Word Predictor App

Gomez

5/27/2020

Summary

This application was developed for Coursera, Data Science Capstone Project. The application predicts the next word given a sentence by using n-grams. Three sample files are used to create training dataset to predict the next word:

  1. en_US.blogs.txt
  2. en_US.news.txt
  3. en_US.twitter.txt

A sample file was created by taking random lines from each of the three files. The final sample file includes a total of 600,000 lines.

Using packages for Natural Language Processing (NLP), we tokenize and create n-grams(2, 3, and 4) on which we based our prediction model.

The application predicts the next word in a sentence. The application provides new possible outcomes after each word is input by the user. Additionally the user can elect to display the probability of the possible next words.

How it works

Our fist step is to create tokens from our sample file. A token is a unit of text, such as a word, that we use for analysis. Using the tokens, we can find the most commonly used works in our sample file.

Next, we create bigrams, which tokenizes by pairs of adjacent words rather than by individual ones. Using bigrams, and by calculating the frequency of the most common bigrams, we can calculate probabilities of a second word appearing given that a first word has already appeared.
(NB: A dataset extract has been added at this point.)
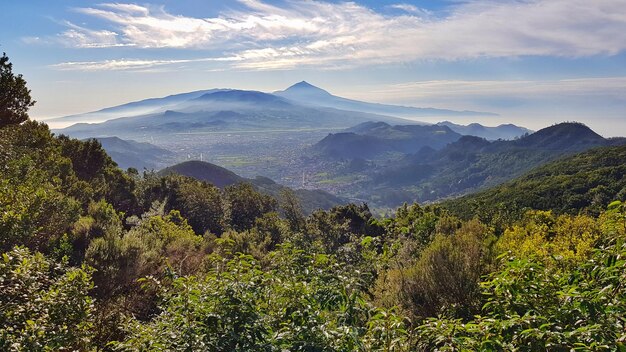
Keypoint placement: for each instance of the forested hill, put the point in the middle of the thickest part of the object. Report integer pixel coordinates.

We extend this concept of n-grams, to n=3 and n=4. By including bigrams (n=2), trigrams (n-3), and fourgrams (n-4) into our model, we can predict next word given a series of words already in place.

The following graphs represent the most common words and bigrams present in our sample file.

Word & Bigram frequencies

Word & Bigram frequencies

WordClouds

The following wordclouds are just another way to visualize the most common words and bigrams found in our sample file.

Example

In our example, we try to find the next word to the expression “from the bottom of my”. The applicattion presents a series of words that will following the expression, with the probabilities calculate next to them.

## [1] "from the bottom of my "
Next Word Probability
heart 0.72
favorite 0.08
life 0.07
blog 0.06
right 0.06
card 0.06
cup 0.06
dresser 0.06